Hailing from Cleveland, Ohio, Mark moved to Seattle in 2013.  He began working in restaurants at the age of 16 and has seen aspects of the service industry from many vantage points.  As he began developing new roots in the Pacific Northwest, Mark found Tilth to be a good fit based on its high level of service, clean upscale cuisine, and dedication to local and sustainable products.  Beginning as a server, he soon became a Lead Server, and is now the General Manager of the restaurant, an organic growth in an organic restaurant.  Having studied under The Court of Master Sommeliers, his love of wine, spirits and beer has thrived in Washington.  In his down time, Mark is an avid Cleveland sports fan, enjoys the outdoors, and spends time with his girlfriend and two cats.

Portrait of Thomas Litrenta

Thomas Litrenta

Executive Chef | Agrodolce

Thomas was raised in an Italian/American household where his Bisnonna taught him to cook using local, fresh organic ingredients. His first lesson was how to make the sauce and macaroni for Sunday dinner.  He quickly learned mealtime was for sharing good food with family and friends - and no one left the table hungry.

His Northwest upbringing gave him a love for seafood, as his Father was an avid fisherman and there was always fresh fish for dinner. While his mother's lasagna is what he can only describe as “where dreams come from”.

As his Bisnonna taught him, Thomas believes in using locally grown, organic, and wild products.  He believes the most flavorful cuisine is made simply with the highest quality ingredients. While working in restaurants for the past 25 years in the Seattle area, Thomas has honed his skills and enjoys sharing his love of food with guests and friends.

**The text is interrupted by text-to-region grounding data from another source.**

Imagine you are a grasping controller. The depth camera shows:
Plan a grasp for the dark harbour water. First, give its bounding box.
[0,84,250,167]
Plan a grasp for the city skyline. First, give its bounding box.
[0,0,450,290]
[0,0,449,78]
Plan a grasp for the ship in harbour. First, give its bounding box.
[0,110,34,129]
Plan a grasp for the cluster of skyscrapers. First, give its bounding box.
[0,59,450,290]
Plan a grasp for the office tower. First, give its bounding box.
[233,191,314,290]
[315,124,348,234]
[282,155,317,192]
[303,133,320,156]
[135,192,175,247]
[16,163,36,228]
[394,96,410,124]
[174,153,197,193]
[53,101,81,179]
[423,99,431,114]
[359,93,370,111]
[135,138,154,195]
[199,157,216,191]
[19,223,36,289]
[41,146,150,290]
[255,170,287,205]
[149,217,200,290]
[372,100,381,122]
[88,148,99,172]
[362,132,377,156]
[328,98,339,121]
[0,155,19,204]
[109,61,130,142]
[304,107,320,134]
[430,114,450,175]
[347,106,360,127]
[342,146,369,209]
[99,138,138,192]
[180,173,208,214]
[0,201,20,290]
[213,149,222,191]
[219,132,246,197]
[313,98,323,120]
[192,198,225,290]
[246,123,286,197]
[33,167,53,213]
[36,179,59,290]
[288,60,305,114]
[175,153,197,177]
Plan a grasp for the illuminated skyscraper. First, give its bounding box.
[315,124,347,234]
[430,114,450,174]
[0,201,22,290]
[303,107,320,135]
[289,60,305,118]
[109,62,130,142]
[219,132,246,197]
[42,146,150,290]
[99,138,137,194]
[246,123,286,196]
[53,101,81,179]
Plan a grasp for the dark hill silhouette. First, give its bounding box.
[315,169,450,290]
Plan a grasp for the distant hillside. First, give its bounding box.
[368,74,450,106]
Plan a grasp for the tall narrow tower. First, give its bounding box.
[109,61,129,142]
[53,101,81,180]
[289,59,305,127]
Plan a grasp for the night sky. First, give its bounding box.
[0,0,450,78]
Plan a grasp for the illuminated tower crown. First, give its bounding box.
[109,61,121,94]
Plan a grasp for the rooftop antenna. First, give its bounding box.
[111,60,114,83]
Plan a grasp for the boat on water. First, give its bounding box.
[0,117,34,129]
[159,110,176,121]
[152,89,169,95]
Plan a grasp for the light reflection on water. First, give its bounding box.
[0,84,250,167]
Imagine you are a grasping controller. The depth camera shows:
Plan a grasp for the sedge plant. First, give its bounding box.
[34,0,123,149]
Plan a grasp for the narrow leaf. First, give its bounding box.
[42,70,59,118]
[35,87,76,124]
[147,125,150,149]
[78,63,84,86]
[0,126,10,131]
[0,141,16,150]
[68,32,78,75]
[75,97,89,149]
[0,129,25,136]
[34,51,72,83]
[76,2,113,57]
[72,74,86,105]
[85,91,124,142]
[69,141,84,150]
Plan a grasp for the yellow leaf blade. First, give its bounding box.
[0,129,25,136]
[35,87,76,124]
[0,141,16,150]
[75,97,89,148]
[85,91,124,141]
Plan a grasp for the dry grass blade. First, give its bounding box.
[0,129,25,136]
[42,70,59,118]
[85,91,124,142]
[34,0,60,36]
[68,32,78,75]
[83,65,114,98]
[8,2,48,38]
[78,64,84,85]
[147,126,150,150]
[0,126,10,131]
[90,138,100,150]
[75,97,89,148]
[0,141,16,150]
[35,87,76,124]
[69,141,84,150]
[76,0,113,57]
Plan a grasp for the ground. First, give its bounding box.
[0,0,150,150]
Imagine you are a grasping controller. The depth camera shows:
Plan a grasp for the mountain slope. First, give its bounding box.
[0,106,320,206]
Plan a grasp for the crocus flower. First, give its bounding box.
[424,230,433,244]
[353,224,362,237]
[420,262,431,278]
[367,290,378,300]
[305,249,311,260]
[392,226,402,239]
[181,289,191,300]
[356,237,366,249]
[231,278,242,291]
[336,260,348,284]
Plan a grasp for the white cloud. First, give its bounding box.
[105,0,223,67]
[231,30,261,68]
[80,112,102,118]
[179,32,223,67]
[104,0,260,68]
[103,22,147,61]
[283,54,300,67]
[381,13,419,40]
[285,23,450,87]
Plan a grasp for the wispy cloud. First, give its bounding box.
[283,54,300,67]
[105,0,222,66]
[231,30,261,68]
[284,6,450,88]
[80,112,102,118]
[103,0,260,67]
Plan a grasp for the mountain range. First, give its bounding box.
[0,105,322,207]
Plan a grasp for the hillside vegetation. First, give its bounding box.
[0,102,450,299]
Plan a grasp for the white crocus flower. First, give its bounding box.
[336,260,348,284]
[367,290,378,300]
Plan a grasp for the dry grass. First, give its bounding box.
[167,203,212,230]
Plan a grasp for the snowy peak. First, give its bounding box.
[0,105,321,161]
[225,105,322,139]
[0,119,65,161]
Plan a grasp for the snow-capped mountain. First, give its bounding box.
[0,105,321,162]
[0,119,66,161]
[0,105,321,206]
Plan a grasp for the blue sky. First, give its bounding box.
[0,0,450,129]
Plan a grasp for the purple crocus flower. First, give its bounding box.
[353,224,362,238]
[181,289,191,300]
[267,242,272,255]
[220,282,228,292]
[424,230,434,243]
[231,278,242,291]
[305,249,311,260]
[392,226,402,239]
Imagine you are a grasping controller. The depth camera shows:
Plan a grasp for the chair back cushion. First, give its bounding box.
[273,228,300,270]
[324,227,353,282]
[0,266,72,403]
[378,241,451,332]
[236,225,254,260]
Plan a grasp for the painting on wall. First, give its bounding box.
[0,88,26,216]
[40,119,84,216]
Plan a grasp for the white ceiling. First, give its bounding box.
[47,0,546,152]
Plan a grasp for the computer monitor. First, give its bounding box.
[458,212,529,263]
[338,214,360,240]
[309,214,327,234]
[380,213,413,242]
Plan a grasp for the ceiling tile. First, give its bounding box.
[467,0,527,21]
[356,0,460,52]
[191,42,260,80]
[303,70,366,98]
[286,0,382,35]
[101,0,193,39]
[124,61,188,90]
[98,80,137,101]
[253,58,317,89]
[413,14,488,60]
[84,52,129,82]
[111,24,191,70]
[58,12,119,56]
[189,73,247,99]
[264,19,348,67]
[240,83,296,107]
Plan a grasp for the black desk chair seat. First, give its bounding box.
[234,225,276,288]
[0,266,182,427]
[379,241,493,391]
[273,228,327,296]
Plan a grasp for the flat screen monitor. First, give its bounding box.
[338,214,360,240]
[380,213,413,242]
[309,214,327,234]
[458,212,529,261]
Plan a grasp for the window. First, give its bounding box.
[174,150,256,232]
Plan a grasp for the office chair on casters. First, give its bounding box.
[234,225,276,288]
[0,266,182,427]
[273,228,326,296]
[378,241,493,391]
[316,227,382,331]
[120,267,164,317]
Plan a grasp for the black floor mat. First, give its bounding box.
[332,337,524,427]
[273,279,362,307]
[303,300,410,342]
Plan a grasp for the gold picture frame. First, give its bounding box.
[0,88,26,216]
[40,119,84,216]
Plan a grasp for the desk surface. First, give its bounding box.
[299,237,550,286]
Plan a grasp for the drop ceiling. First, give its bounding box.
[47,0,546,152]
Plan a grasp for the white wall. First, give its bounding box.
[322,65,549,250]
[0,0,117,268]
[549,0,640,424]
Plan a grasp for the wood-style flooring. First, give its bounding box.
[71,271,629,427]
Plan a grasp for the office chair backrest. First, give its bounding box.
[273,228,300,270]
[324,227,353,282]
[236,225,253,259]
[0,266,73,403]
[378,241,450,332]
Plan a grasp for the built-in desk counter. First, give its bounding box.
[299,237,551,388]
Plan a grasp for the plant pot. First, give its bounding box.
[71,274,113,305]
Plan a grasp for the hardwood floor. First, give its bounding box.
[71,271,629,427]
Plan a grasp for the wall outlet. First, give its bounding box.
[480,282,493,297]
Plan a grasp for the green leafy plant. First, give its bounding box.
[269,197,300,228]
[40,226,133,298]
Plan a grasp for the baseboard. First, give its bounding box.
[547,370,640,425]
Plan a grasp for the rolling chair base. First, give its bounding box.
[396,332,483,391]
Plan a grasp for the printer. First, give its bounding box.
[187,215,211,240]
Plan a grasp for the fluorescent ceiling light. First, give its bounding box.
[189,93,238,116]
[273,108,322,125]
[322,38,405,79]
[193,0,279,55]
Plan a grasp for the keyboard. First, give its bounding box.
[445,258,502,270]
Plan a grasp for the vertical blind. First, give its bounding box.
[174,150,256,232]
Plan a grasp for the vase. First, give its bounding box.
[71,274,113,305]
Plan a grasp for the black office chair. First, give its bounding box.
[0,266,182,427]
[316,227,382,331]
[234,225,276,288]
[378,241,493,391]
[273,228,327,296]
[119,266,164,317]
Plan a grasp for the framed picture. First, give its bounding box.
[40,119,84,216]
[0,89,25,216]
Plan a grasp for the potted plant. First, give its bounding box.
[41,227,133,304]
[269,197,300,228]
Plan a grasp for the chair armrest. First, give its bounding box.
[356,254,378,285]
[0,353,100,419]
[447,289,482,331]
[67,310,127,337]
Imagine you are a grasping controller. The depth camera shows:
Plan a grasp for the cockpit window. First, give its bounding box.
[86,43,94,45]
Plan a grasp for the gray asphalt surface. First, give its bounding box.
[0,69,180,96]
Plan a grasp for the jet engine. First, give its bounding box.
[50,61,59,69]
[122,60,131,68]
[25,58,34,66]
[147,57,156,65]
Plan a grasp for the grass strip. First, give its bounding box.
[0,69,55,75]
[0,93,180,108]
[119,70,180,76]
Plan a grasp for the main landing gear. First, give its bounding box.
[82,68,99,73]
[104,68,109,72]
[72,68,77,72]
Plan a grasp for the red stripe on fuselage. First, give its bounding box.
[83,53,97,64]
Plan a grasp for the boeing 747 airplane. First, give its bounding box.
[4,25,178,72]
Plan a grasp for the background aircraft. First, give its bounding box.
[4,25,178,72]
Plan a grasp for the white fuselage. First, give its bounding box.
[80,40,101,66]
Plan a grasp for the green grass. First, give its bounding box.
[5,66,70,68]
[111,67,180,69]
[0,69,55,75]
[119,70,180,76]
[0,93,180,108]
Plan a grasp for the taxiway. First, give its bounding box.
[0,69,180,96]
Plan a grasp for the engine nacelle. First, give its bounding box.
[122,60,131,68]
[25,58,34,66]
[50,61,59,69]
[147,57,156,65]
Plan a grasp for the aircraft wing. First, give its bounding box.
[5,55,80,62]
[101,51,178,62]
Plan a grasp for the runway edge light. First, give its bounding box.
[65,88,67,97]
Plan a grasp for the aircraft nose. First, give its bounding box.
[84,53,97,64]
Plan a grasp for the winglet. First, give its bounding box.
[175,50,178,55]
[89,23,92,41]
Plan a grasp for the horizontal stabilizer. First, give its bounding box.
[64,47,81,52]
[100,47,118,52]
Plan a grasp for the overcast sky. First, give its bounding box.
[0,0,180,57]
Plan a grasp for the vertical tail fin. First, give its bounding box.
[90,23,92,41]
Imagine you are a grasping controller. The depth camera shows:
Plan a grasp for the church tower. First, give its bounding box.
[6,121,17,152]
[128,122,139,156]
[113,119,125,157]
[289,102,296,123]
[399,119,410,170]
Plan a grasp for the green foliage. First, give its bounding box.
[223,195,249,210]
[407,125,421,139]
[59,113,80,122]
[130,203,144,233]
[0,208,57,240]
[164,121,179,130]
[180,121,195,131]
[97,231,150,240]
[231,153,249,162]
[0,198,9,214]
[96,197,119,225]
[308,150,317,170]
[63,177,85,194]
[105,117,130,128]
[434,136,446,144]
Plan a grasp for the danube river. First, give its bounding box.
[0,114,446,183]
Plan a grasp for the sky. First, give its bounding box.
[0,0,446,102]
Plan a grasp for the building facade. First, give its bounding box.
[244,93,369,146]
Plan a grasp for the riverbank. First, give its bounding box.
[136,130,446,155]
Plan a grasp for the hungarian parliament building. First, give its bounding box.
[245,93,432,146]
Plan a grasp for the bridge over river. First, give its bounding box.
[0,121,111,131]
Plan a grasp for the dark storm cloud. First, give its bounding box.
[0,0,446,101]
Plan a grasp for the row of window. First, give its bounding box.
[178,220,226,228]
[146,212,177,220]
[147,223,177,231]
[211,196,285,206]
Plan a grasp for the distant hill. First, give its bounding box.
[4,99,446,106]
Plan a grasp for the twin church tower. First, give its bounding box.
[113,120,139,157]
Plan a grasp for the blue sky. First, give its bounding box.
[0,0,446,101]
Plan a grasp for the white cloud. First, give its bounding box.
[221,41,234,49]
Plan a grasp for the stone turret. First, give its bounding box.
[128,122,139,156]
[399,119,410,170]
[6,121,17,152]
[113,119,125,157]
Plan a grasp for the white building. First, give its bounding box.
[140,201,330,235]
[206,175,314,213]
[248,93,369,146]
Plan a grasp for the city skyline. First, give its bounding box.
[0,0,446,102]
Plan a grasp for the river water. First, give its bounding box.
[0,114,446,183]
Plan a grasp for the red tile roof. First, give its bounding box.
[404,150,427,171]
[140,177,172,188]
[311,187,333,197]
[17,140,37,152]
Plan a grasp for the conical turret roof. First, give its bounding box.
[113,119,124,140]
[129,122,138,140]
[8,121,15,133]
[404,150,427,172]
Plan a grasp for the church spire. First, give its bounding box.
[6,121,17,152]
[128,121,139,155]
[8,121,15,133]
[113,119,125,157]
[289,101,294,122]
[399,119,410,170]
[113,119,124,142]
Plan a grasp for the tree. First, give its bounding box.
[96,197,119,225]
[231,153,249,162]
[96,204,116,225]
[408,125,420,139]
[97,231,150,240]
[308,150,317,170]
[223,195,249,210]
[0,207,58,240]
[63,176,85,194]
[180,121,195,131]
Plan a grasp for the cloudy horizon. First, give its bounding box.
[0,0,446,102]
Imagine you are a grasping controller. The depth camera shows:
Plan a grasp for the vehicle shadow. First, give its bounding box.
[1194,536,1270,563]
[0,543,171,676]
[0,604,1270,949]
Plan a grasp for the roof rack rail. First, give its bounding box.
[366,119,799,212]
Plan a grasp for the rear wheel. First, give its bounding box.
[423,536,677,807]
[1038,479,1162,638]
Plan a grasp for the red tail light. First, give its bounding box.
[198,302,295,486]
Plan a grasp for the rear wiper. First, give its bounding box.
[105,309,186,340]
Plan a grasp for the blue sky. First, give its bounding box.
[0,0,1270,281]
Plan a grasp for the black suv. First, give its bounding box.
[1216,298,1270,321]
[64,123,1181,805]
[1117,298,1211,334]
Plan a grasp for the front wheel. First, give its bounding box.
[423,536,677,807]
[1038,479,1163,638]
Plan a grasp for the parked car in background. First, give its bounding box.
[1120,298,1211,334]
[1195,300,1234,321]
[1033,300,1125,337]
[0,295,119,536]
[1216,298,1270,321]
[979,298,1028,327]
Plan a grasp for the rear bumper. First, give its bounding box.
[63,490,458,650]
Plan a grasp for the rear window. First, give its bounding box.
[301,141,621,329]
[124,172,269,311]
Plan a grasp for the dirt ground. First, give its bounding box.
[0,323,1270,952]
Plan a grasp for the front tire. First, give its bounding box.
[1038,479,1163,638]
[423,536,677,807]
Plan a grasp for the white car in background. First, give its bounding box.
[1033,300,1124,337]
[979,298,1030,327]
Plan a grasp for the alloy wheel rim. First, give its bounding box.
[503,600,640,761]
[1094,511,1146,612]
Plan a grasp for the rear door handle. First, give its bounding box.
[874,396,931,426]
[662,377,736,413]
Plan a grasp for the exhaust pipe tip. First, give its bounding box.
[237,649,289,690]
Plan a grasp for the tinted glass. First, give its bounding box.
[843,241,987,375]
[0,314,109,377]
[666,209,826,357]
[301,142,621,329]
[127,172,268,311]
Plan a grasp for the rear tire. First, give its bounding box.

When not at work in the kitchen, Thomas can be found barbecuing with friends, attending shows, and trying to keep up with his son and daughter.  He and his children enjoy all the PNW has to offer.

Portrait of Alexander Severn

Alexander Severn

General Manager | Agrodolce Restaurant

As the son of a climate and toxicology professor, you could say Alex has an inherent desire for a more sustainable future.
His years of working in hospitality and fine dining have allowed him to bear witness to the inspiring effect a plate can have on a patron. Furthermore he is encouraged to educate about the importance of everything that goes into a dish's preparation.
Merging his formal background in design with his passion for food, Alex is committed to the challenge of bringing an organic, sustainable food culture to all. A true believer that most problems can be solved through our food choices.

Portrait of Kurt Argys

Kurt Argys

Catering Director

Kurt started working in restaurants at the age of 13 working from a busboy to server where the passion for food and the art of customer service began.  Working with Maria Hines since 2014, he has developed a passion for local, organic and sustainable food. Today, Kurt now leads the catering department, assuring each client has a delightful event and while continuing the company's commitment to organic sustainable food practices.